Kondisi Aparatur Negara
Namun pada kesempatan ini saya mencoba mencari akar persoalan mengapa pemerintah seringkali tidak mampu mensejahterakan masyarakatnya, dengan bukan bermaksud membela pemerintah namun memberikan masukan bagi perubahan dalam tubuh pemerintah kita. Bahwa pemerintah bukanlah super-hero, tentu benar, dan bukan juga sinterklas, melainkan adalah sebuah institusi yang dibentuk oleh sekumpulan orang alias aparat negara dengan segala kekurangannya. Presiden, menteri hingga satpam pada instansi pemerintahan adalah bagian dari aparatur negara yang secara satu kesatuan membentuk sebuah sistem birokrasi. Meskipun demikian kita juga menyadari bahwa di negara lain ternyata pemerintahannya dapat berfungsi lebih optimal yang terlihat dari adanya perbaikan kesejahteraan masyarakatnya dan kosistensi penegakan hukum, jadi mengapa negara lain bisa dan kita tidak bisa?
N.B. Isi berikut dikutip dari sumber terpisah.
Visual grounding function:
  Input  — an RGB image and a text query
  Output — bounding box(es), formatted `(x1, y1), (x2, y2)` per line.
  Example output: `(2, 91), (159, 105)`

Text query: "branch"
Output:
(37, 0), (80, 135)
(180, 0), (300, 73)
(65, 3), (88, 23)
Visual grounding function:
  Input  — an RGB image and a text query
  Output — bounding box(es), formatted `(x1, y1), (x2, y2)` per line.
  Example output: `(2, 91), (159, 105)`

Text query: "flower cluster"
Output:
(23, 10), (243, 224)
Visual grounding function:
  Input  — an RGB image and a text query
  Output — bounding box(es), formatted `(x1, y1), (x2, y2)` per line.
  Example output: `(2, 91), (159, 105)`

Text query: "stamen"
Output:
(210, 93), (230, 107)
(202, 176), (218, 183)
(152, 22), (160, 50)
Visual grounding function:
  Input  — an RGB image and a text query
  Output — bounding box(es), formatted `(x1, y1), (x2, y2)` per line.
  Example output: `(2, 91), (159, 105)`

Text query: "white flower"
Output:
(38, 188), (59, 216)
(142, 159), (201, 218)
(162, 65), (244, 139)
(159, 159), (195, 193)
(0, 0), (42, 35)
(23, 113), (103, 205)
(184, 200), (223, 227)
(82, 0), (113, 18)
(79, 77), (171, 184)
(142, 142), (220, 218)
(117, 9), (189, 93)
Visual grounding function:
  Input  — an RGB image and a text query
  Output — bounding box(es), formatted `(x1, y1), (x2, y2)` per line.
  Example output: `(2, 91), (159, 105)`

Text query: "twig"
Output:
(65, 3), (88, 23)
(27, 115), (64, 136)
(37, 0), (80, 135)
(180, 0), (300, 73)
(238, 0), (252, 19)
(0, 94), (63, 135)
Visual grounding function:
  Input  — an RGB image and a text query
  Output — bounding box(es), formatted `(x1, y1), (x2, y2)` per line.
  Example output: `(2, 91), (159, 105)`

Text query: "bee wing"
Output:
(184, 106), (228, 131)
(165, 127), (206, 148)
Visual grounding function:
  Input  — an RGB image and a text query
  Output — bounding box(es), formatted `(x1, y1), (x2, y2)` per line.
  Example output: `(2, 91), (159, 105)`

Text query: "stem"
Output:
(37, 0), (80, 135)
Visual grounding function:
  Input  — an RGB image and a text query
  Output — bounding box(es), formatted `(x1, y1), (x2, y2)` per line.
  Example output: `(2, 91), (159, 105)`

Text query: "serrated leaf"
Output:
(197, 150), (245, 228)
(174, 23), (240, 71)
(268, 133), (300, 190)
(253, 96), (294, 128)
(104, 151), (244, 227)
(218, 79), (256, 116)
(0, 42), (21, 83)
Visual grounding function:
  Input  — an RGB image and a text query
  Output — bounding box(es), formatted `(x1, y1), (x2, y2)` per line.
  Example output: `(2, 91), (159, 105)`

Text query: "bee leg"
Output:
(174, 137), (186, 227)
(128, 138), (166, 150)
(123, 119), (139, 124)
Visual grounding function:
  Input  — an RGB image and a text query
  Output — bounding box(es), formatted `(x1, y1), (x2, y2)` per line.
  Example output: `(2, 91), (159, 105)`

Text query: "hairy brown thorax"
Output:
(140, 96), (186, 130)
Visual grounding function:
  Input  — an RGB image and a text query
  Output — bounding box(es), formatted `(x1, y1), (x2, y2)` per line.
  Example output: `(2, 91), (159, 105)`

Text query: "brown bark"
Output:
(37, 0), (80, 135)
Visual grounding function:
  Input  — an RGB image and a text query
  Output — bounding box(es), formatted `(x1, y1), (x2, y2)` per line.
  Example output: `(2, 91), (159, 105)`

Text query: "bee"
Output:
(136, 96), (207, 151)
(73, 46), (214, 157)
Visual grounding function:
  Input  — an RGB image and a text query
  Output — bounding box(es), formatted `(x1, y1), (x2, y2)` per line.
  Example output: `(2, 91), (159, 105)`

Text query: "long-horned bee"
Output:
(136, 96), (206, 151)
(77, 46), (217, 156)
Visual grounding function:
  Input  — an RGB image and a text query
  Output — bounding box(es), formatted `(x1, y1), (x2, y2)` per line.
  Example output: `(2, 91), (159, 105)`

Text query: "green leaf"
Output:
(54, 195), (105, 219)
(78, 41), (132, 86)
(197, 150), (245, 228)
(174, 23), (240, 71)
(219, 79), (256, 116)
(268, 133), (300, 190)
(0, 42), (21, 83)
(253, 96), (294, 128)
Saya mencoba menjawab pertanyaan tersebut berdasarkan pengalaman saya sebagai bagian dari aparat negara. Dan menurut saya, persoalan di atas sesungguhnya bersumber dari sejumlah kelemahan pada sistem pada institusi negara sehingga menciptakan aparatur negara yang tidak profesional dan berdampak pada lemahnya kinerja pemerintah.
Pertama, jika masyarakat mengalami tekanan sosial dan ekonomi, karena kenaikan harga barang-barang kebutuhan hidup, maka kondisi yang sama juga dialami sebahagian besar aparatur negara. Gaji seorang pegawai negari sipil boleh dikatakan pas-pasan. Seorang pegawai golongan IVa yang telah bekerja selama 26 tahun dan memiliki jabatan eslon IV, dapat disetarakan dengan manajer menengah di swasta, hanya memperoleh gaji plus tunjuangan sebasar Rp. 1.900.000,- . Dengan kondisi harga barang-barang kebutuhan pokok yang semakin mahal bagaimana seorang pegawai dapat memenuhi kebutuhan hidupnya dan keluarganya dengan penghasilan demikian apalagi jika tinggal di Jakarta atau kota lainnya yang memiliki biaya hidup yang cukup tinggi. Dan bisa juga dibayangkan bagaimana pula nasib apartus negara lainnya dengan golongan yang lebih rendah serta tidak memiliki jabatan yang penghasilannya jauh lebih rendah lagi.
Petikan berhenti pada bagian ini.